I’m currently on Fast.ai mooc, using their fastai V1 built over PyTorch 1.0.
It works like a charm on a 1080Ti + Ryzen 1700X, on Ubuntu 16.04 and Nvidia 410.73.
With the new generation of Nvidia RTX cards offering Tensor Cores, and the possibility of FP16 training via mixed-precision, I got hold of an RTX 2070.
When I try and run my usual Jupyter notebook in mixed precision on the RTX 2070, it crashes the kernel (without a specific error message to track the issue, just “The kernel appears to have died. It will restart automatically.”).
So I thought maybe the first step would be to go down one level to pure PyTorch code and run a “basic test” that would check if/how it triggers the Tensor Cores and FP16 training ?
Is that possible and if so, how should I proceed ?
If your Jupyter Notebook kernel just dies, you could try to download your notebook as a Python script (.py) and run it in a terminal. This will usually yield a better error message.
Note that CUDA operations work asynchronously, so you might need to run your script with:
CUDA_LAUNCH_BLOCKING=1 python script.py args
Thank you @ptrblck for your fast and explicit reply !
I will try your tip asap and report back.
I run my notebook as a Python script and the error message is, right at start of the epoch:
Floating point exception (core dumped)
Thanks for information!
Could you try to get the backtrace using these commands?
As far as I’ve understood your question, the script runs fine without FP16?
Yes, the script works fine without FP16.
I got this traceback in two pictures:
Thanks for the backtrace.
Skimming through it, could it be you are using
torch.float data somewhere in
Could you post your model definition?
This might take some time to answer as I’m using a script for Cifar10 with a
wrn_22() model from the high-level fastai library (like Keras for PyTorch) in the current mooc.
I think this repo is dedicated to explore mixed-precision with PyTorch.
I’m running the scripts with the World Language Model, and can see a slight performance boost (+15%) with
--fp16 on the 2070.
Yes, apex makes sure mixed precision models work fine, i.e. potentially unsafe ops are performed in FP32, while other operations are performed using FP16.

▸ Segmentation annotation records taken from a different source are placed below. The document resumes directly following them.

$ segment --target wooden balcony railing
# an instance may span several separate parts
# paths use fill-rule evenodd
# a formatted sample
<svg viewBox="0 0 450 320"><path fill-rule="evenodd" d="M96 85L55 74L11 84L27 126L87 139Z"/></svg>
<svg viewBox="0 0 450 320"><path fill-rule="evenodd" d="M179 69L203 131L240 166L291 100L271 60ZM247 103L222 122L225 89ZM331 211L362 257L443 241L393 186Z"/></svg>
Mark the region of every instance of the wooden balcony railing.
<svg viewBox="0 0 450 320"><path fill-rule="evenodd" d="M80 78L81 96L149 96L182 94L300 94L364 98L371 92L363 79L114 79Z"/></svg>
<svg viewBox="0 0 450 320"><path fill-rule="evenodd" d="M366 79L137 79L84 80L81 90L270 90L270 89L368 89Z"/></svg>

I wanted to post this as the next suggestion, but you were faster.
Were you able to run your script with apex?
I’m not sure, how easy that would be using the fast.ai wrapper.
Maybe another tip via a ticket on PyTorch GitHub for the same
Floating point exception (core dumped)
The cause is a bug in CUdnn 7.1.4, didn’t exist in 7.1.2 and was fixed in 7.2.
When I check my current package of pytorch-nightly, it’s named “1.0.0.dev20181024-py3.7_cuda9.2.148_cudnn7.1.4_0 pytorch [cuda92]”
+1, this works like a charm
Also implements loss scaling, which I found to be necessary
On small models you’ll not see much of an uplift, but on a big imagenet model like resnet18 or resnet50 you should see ~2x the performance (at least on a V100).
Also make sure you have the latest cuDNN, they’re up to 7.3.1 now
Edit: Apex works like a charm
Hey, is it necessary to rebuild PyTorch from source or do the “conda” versions work ok?
With my RTX 2080 Ti, I’m hardly seeing any speedup at all (less than 10%) between full and half precision. I built Apex from source with CUDA w/ C++ flags, but mixed it with the “conda” version of PyTorch. maybe that’s bad.
As far as I know the binaries should also work and you will get the most performance benefits if your tensors have a shape of multiples of 8. Could this be the issue in your model/data?
As a late update, I ran a serie of tests with PyTorch + FastaiV1 on Cifar 10/100, comparing a 1080Ti and an RTX 2060 with and without mixed-precision.
It’s not a parfect test (I ran out of time to experiment with max_batch_size with the 1080Ti, as the tests included took over 75-90 hours on my personal PC) but there might be some interesting points.
Also in the article, I put a link to my GitHub repo where you can download each script in Jupyter Notebook to replicate with your own hardware.